Category Landed cost in Jan’04 with revised duty (Rs/t): CIS source Landed cost in Jan’03 (Rs/t): CIS source Difference (Rs/t)
HR Coils (CIS) Rs. 28165/- Rs.24400/- Rs.3765/-
CR Coils (ECSC) Rs. 30385/- Rs.30425/- (-) Rs.40/-
CR Coils (CIS) Rs. 34185/- Rs.30425/- Rs.3760/-
Billets (CIS) Rs.26265/- Rs.18375/- Rs.7890/-

While a 15% rise in prices in HR Coils over a period of one year can largely be accounted for by the factors mentioned above, a rise as high as 43% in the price of Billets over the same period is inexplicable. And here the issue of availability becomes the centrepiece of discussion. It is quite evident that shortage in Billets is more precarious than that in HR Coils. It is therefore a matter of days when the global prices of end products rolled out of Billets, eg Merchant and reinfocement Bars and Structurals would register a steep upward movement. CR Coils present an interesting picture. The import cost of European sourced CR Coils has not moved up in January'04. All increase has taken place in CIS sourced item. This is merely coincidental and not much significance may be attached to this. It is, however apparent that global price rise has nullified the impact of duty reduction and currency appreciation vis-à-vis dollar. The above calculation also prove that imports are no longer a viable option for the buyers since in almost all categories the domestic prices are lower than the imported price. The booming indigenous demand particularly from the new projects in the infrastructure sector and other processing industries under such a scenario would in all likelihood lead to a gradual rise in the domestic prices in the coming months.

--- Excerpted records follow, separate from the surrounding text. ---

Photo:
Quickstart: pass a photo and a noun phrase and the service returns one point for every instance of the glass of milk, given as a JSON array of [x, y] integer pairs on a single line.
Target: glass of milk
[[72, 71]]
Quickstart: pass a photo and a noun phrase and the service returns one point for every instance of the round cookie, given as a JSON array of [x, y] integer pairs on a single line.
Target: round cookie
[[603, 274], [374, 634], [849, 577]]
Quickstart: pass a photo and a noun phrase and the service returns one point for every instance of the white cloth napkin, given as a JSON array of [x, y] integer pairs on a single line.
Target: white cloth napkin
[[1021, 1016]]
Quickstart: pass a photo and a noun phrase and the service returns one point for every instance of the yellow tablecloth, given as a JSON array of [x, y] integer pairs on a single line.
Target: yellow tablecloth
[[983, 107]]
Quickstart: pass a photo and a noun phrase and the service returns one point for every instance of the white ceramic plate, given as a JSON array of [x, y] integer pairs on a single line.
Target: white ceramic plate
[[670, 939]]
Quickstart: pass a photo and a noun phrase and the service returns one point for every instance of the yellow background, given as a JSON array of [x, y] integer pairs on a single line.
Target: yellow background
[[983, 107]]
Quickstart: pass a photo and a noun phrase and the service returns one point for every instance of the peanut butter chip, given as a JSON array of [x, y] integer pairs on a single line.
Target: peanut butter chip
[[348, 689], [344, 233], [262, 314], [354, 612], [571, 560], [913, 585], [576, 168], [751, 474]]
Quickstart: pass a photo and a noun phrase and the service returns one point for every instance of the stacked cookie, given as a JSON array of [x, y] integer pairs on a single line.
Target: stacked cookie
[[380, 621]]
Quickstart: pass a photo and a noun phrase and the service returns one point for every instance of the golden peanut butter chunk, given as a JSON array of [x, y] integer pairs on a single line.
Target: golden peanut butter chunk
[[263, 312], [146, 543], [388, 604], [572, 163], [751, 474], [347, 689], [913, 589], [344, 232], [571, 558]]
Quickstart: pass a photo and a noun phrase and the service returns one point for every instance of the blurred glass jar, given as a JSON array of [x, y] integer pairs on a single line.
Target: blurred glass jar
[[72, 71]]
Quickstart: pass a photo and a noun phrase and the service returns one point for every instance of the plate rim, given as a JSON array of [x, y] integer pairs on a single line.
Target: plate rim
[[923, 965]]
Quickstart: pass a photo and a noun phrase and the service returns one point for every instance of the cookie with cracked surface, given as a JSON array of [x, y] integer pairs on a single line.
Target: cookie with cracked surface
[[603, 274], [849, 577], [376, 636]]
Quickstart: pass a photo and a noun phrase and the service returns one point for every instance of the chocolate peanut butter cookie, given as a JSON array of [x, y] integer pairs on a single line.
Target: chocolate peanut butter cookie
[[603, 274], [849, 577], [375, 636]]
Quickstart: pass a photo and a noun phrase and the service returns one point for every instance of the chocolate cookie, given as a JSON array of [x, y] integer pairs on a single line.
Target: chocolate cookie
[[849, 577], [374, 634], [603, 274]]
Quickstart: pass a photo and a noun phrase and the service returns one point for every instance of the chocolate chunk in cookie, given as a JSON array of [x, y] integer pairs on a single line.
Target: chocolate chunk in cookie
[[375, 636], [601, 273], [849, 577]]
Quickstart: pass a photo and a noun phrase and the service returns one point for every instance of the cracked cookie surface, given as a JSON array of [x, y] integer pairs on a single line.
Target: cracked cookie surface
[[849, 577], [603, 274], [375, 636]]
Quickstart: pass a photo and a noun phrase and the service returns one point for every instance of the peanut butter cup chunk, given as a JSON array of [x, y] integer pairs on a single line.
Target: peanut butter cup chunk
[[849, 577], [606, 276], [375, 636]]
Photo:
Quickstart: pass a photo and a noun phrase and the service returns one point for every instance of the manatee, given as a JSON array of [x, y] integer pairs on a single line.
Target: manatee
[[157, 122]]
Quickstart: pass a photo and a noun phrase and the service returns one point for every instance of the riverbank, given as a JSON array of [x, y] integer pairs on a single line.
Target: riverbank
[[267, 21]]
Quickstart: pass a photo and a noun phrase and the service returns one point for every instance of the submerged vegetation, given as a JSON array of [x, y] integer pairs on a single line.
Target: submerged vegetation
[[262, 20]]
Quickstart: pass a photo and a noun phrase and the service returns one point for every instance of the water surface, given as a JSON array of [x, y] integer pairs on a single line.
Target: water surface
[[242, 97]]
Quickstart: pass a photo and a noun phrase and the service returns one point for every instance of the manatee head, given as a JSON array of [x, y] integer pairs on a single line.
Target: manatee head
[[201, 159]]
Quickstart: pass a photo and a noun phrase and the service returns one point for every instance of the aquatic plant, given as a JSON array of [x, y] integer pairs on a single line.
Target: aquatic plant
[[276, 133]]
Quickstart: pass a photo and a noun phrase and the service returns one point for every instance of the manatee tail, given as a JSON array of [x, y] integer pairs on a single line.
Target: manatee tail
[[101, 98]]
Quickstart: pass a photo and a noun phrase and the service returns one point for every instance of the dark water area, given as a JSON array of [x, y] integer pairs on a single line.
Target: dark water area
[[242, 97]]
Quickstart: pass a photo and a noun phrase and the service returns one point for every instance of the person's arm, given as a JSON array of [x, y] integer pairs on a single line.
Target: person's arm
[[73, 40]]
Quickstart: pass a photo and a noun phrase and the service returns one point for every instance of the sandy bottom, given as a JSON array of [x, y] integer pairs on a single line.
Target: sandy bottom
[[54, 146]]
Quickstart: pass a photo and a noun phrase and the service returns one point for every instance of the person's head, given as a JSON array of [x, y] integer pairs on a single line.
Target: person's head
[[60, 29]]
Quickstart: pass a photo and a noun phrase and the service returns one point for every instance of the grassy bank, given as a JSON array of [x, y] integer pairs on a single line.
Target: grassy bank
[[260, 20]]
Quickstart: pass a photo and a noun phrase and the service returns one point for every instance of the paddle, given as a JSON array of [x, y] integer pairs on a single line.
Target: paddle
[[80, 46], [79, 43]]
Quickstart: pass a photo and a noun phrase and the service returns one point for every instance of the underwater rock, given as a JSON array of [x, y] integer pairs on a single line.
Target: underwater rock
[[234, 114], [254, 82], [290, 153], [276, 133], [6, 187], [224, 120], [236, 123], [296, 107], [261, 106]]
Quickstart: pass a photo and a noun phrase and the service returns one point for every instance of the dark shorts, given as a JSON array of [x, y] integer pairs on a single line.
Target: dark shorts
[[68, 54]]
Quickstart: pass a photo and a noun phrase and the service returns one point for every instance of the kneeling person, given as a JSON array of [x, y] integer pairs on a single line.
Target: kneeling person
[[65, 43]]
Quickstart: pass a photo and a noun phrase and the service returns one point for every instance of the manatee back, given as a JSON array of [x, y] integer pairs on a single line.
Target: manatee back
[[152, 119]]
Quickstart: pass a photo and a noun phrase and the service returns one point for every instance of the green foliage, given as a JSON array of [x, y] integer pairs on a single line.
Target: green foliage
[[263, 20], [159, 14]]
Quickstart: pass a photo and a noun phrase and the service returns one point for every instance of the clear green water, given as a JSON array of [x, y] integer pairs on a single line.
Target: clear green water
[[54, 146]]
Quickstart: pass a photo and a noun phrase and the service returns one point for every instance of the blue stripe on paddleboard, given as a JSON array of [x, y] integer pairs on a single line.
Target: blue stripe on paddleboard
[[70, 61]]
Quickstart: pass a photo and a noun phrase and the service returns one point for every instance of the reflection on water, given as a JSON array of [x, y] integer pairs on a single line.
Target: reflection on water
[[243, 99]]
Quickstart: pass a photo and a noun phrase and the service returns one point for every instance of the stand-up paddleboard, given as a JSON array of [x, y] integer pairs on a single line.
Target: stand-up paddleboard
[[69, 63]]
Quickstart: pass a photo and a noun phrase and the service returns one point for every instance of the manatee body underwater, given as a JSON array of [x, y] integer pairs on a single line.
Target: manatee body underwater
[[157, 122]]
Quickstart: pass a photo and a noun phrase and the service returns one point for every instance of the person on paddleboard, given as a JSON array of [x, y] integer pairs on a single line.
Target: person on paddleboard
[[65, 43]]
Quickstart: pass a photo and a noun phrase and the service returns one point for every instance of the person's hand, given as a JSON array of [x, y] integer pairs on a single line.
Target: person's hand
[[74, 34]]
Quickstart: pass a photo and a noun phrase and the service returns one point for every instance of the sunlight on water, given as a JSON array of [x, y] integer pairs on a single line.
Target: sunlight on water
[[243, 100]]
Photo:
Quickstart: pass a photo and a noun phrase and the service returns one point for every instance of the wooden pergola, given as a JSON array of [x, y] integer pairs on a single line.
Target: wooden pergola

It is a difficult choice for Indian steel producers not to export a higher component of their production and earmark more tonnages for the domestic market. The export realisation for all steel items even with a reduced level of DEPB rates is much higher than the domestic realisation. The immediate pressure is rightly felt on higher capacity utilisation in rolling facilities available with each steel producer as the current market realisation may fully compensate the full costs of production and make idle capacities simply unjustified. Massive expansion of sponge iron facilities in the country has made the EAF/IF units mostly immune from the steep rise in price of melting scrap, a phenomenon unique in this part of the globe.